Tout cela explique les difficultés rencontrées sur le terrain des luttes quotidiennes et l’échec de la mise en avant de revendications et de moyens traditionnels quand règne l’individualisation des conditions et la mise en concurrence des salariés.

Au cours de la mobilisation pour la défense de la Sécurité Sociale en 1995, le sens du « tous ensemble » n’était déjà plus celui d’une lutte de classe fondée sur l’affirmation du travail, mais d’une lutte de salariés pour la défense d’un en-commun encore fondé sur le travail. Cette mobilisation va perdurer ensuite dans la récurrence de luttes pour la défense des Services publics. Même la lutte sur les retraites de 2003 participait encore de cela avec le rôle essentiel qu’y ont joué les enseignants dans la défense de l’école républicaine. Mais la mobilisation de 2010 n’est pas comparable puisqu’elle exprime une sorte de dédoublement5 entre d’un côté des salariés consentants ou résignés (j’aime mon travail ou/et il faut bien travailler) et de l’autre des chômeurs ou retraités potentiels mécontents (critique de la domination du capital). C’est un peu comme si la critique du travail amorcée dans les grandes luttes des années 60-70, mais déclinante à partir de la restructuration des rapports sociaux dans les années 80-90 et la montée du chômage, s’était repliée sur la défense des retraites.

La grève « tous ensemble » pour les retraites mime alors l’unité de catégories de salariés sans plus de liens entre eux (garantis contre précaires, Français contre immigrés, salariés du privé contre ceux du public, vieux contre jeunes) que celui que procurent artificiellement les grands appels syndicaux. Cette absence de lien explique en partie l’indifférence dans laquelle se déroulent les luttes de terrain dans les petites et moyennes entreprises et dans la fonction publique.

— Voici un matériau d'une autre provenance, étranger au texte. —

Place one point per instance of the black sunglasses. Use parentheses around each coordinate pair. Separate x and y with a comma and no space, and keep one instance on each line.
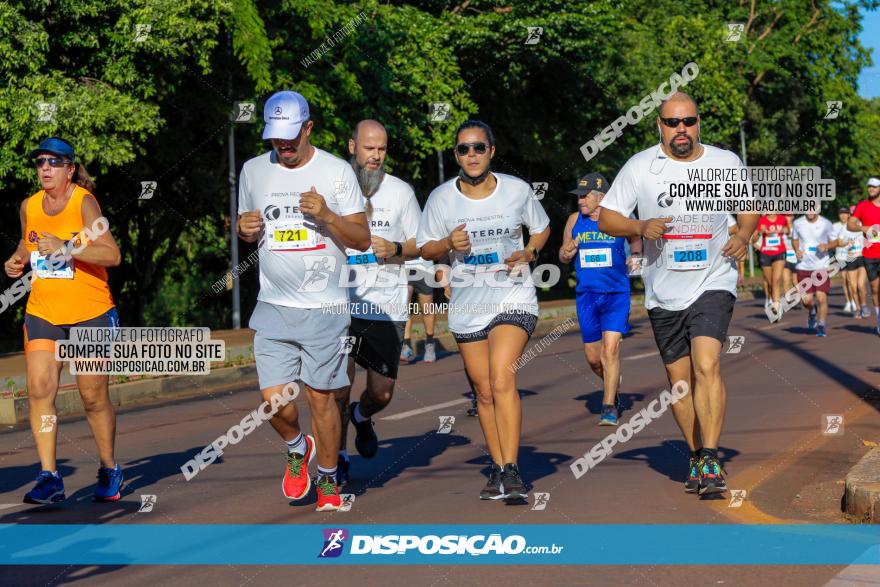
(465,148)
(53,161)
(673,122)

Sur cette base, la revendication d’une grève reconductible ne fait que radicaliser une forme (celle de la grève conçue traditionnellement comme un « temps fort » de l’action) mais avec le même contenu syndical qui considère comme un succès tout retrait d’un nouveau projet sans exiger de retour à la situation d’origine (par exemple les 37,5 annuités pour tous).

Quant à la grève générale, elle ne peut qu’être une illusion ou un leurre puisqu’elle occulte la réalité de ces divisions au sein du salariat, puisqu’elle veut encore affirmer une positivité de ce que sont et font les salariés dans leur travail.

Sans rejeter a priori ces moyens, il s’agit de créer les conditions d’une lutte qui remette en question les rapports sociaux de domination et plus concrètement les rapports travail/revenu, capital/travail, travail/activité, social/politique, l’articulation local/national/mondial, les rapports à la nature extérieure comme intérieure. C’est uniquement sur cette base que peuvent être dépassées la division, la hiérarchie, l’axiomatique de l’intérêt fût-il « de classe ».

C’est sur cette base que faire grève ne sera plus seulement une bonne action ou la moindre des choses, que manifester ce ne sera plus seulement défiler en traînant des pieds et serrant des mains mais sans rien bloquer.

C’est sur cette base que lutter, cela voudra dire « faire mouvement ».

 

Temps critiques, le 1er octobre 2010

 

Notes

 


1 – Même si la lutte séculaire pour l’abaissement du temps de travail pouvait aussi conduire à l’abaissement de l’âge de la retraite (passage à 60 ans en 1981).

2 – Certes les travaux les plus pénibles physiquement avec leur lot de maladies professionnelles ont décliné mais de nouvelles formes de pénibilité sont apparues, plus psychologiques et stressantes, sans parler du développement des formes de harcèlement moral contre les salariés.

3 – C’est d’ailleurs pour cette raison que des voix s’élèvent parfois pour faire cotiser les machines quand elles remplacent le travail vivant.

4 – Moins de policiers, plus d’agents de sécurité ; moins d’enseignants, plus de psychologues, de curés et d’imams ; moins d’associations plus d’agents d’insertion : tout est possible et tout est réversible !

5 – Ce doublement est perçu par chaque salarié comme à la fois extérieur (l’autre côté c’est l’autre salarié) et comme intérieur (soit dans le parcours de chaque individu qui peut connaître les deux situations soit au sein des parcours familiaux).